新曲「世忘れ唄を」は明弥音にとって待望の新曲だった。遠藤実歌謡塾で歌を学んだ明弥音は講師資格を取得し、横浜や池袋などで歌唱講師を務めている。また2014年には日舞の名取となり、紫翠流明弥音(あやね)として襲名した。そんな明弥音が「自ら歌ってみたい」と願い、デビューしたのは2016年。作曲家 岡千秋氏の支えもあり、「竹取哀恋歌」でデビューした。

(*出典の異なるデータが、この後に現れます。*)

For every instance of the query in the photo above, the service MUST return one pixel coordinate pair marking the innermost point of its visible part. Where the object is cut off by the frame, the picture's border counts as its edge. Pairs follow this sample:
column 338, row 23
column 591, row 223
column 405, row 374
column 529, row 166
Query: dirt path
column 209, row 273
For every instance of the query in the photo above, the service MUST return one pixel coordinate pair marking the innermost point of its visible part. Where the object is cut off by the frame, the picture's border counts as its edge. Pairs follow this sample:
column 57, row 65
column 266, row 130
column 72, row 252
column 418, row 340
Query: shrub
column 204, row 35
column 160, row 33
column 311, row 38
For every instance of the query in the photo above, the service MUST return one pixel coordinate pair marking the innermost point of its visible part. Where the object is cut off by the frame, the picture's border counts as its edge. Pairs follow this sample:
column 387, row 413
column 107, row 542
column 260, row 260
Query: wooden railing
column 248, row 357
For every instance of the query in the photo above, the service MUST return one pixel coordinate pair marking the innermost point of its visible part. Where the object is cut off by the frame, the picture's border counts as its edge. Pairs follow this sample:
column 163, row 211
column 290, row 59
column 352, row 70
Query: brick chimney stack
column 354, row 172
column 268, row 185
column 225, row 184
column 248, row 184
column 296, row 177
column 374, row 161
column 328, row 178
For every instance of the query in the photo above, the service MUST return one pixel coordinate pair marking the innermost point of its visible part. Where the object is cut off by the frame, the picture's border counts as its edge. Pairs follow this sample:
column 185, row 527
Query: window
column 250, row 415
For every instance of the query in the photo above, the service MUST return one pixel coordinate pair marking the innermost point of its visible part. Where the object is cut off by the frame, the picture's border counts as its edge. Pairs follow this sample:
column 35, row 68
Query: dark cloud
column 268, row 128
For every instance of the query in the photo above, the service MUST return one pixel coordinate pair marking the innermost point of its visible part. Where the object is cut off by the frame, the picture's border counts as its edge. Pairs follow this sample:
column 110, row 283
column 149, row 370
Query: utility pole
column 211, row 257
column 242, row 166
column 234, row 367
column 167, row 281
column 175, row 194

塩入プロデューサーは、「『世忘れ唄を』をつくるのに約1年かかりました」と明かす。
「荒木とよひさ先生に作詞を依頼しました。認知症になってしまった高齢の母親がテーマの作品ですが、荒木先生は“ボケたお母さ”んのことを“世忘れ人“と表現してつくってくださいました。そして、今回は作曲もお願いしました。演歌っぽくない、(かぐや姫の)『神田川』を彷彿とさせるメロディです。アレンジは、”サウンドマジック”と呼ばれる若草恵先生にお願いしました」
和歌山県出身の明弥音は、いつか母の歌を歌ってみたいと思っていたという。19歳のときに最愛の父が亡くなってしまい、以後、女手一つで子どもたちを育ててくれた母への感謝の気持ちが強かったのだ。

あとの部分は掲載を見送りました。